El presidente Rodrigo Paz afirmó que el Gobierno hará cumplir la orden de aprehensión contra Morales y remarcó que el caso no responde a una pelea política, sino a un proceso personal por la investigación vinculada a una menor de edad.

Web-Impacto-Bo-11-1-1024x683 PAZ LE PONE FECHA AL CERCO CONTRA EVO Y ADVIERTE QUE TARDE O TEMPRANO CAERÁ ANTE LA JUSTICIA

Evo Morales vuelve a quedar en el centro de la presión judicial y política en Bolivia. El presidente Rodrigo Paz aseguró que el exmandatario será capturado en algún momento para responder ante la justicia por el proceso que enfrenta, vinculado a la investigación por una relación con una adolescente de 15 años cuando ejercía como presidente.

La declaración golpea directamente al líder cocalero, que desde hace meses intenta sostener un relato de persecución política mientras se mantiene rodeado por sectores afines. Sin embargo, desde el Gobierno remarcan que el caso no se trata de una disputa ideológica ni de una pelea partidaria, sino de una causa personal que Morales debe enfrentar ante las instancias correspondientes.

Paz afirmó que la captura puede producirse “tal vez este fin de semana” o “tal vez a fin de mes”, dejando claro que no se revelarán detalles operativos. Con ese mensaje, el Gobierno busca marcar distancia del discurso evista y dejar instalada una idea concreta: Evo Morales no está por encima de la ley.

El mandatario también advirtió que el operativo deberá realizarse evitando víctimas fatales, en medio de un contexto delicado por la tensión social y las movilizaciones de sectores leales al exmandatario. Esa precisión expone uno de los principales obstáculos para ejecutar la aprehensión: el blindaje político y territorial que Morales ha construido a su alrededor.

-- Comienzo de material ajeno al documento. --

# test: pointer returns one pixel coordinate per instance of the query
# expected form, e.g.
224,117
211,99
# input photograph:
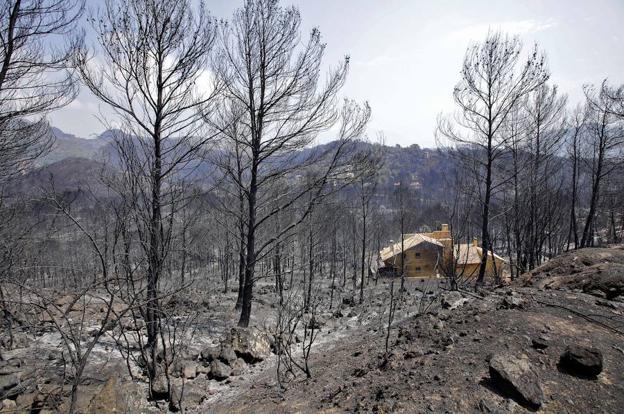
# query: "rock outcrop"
514,376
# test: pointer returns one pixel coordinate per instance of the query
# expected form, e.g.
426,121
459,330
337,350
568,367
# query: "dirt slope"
439,361
597,271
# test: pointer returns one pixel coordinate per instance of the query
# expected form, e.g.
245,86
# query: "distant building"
428,255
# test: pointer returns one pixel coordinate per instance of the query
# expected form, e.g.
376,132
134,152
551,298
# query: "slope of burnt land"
440,361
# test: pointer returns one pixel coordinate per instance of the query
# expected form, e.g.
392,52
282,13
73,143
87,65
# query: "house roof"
471,254
408,242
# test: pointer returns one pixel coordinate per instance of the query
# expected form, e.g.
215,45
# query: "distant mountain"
70,146
65,176
76,162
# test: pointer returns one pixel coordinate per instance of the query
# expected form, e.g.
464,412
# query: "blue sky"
406,54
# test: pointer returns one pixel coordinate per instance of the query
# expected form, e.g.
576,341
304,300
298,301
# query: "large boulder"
249,344
109,399
515,377
581,361
8,381
219,371
189,370
453,300
210,353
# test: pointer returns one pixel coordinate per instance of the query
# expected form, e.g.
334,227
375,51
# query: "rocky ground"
551,342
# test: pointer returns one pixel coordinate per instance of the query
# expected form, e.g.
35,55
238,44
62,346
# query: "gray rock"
109,399
516,377
9,381
581,361
219,371
227,355
210,353
540,343
249,344
190,370
453,300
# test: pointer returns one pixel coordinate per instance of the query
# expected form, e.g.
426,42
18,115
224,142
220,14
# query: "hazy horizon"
406,56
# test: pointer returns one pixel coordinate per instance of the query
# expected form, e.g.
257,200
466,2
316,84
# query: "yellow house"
433,254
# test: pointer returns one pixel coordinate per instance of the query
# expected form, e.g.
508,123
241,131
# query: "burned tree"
34,79
276,81
493,81
154,55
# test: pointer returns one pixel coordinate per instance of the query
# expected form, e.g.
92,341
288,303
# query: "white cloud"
514,27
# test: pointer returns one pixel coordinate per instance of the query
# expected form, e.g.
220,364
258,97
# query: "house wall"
419,262
472,270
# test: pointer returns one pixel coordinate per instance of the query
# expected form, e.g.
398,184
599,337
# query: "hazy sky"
406,54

El caso vuelve a mostrar cómo Evo Morales intenta convertir una investigación judicial en una bandera política. Mientras sus seguidores lo presentan como víctima, el Gobierno insiste en que debe responder por una causa que no puede ser escondida detrás de bloqueos, discursos de persecución ni movilizaciones de presión.

Paz también lanzó una advertencia al entorno del expresidente al señalar que, tarde o temprano, sus informantes cometerán un error. Esa frase deja entrever que el Gobierno considera que Morales cuenta con una red de alerta que le permite anticiparse a posibles operativos, reforzando la imagen de un exmandatario que evita someterse de manera directa a la justicia.

La situación deja a Evo Morales en una posición cada vez más complicada. Su figura, antes dominante en la política boliviana, ahora aparece marcada por procesos judiciales, tensión social y una orden de aprehensión que el Gobierno asegura que terminará ejecutándose. El reloj judicial volvió a correr contra Morales, y esta vez el margen para seguir esquivando a la justicia parece cada vez más estrecho.